From $200 hair brushes to Swarovski crystal-studded tweezers, our list is full of weird, useless, or crazy expensive beauty products you shouldn't be tempted to buy. And by "weird," we mean really weird... like rubbing placenta on your face weird. We've got some pointless makeup products too, like gold-laden fake lashes and perfume that probably costs more than your first car. Sure, we wouldn't mind too terribly if someone bought these for us, but we're definitely not gonna drop our hard earned cash on these weird and dumb beauty buys.
Upvote the weirdest product you've ever heard of. And if you feel like buying us some face cream with caviar or black sea algae, feel free.
There are many bizarre things about Facial Fitness PAO, a Japanese facial muscle exercise product. Take, for instance, the fact that it's a Japanese facial muscle exercise product. And you wear it in your mouth while it flaps around like a robot pterodactyl whose head you're eating. And it's advertised by Real Madrid star Cristiano Ronaldo, as if a dude who runs miles every day needs a double-sided mouth dildo to tone his face.
Yet Facial Fitness PAO purportedly offers numerous benefits to users. Like working numerous muscles around your mouth. And, based on the look of the thing, if all else fails, you can use it as a hefty spank paddle in your BDSM dungeon. FYI it kinda makes you look like a chicken head from a distance, so maybe don't do it outside if you have any sexual predators in your neighborhood.
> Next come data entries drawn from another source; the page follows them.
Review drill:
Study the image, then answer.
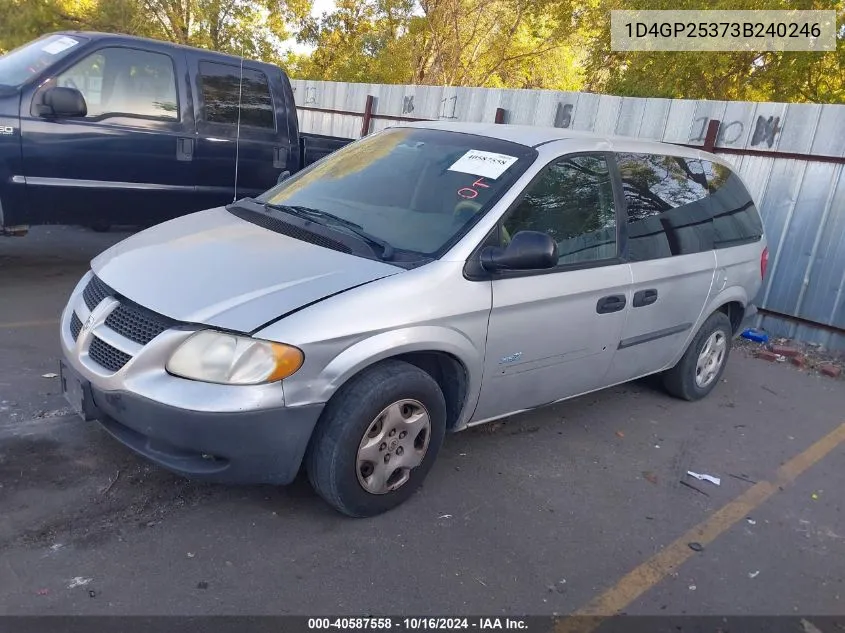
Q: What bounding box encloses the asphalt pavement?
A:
[0,227,845,615]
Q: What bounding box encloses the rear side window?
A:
[616,153,713,261]
[701,160,763,248]
[502,154,616,265]
[199,62,276,130]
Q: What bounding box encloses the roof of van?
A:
[402,121,723,163]
[50,31,279,69]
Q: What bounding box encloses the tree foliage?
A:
[0,0,845,103]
Forget the rowing machine, all you need is Bliss's Lean Machine for three minutes a day to get rid of that cellulite.
This nail polish contains 267 carats of black diamonds. Perfect for chipping off on a soda can at lunch.
Remember that face slimmer? Well, now you can simply wear this very inappropriate mouth guard for three minutes a day to exercise your facial skin and muscles and tighten those wrinkles. Apparently, keeping your mouth gaping open for only three minutes is enough to keep you young and beautiful.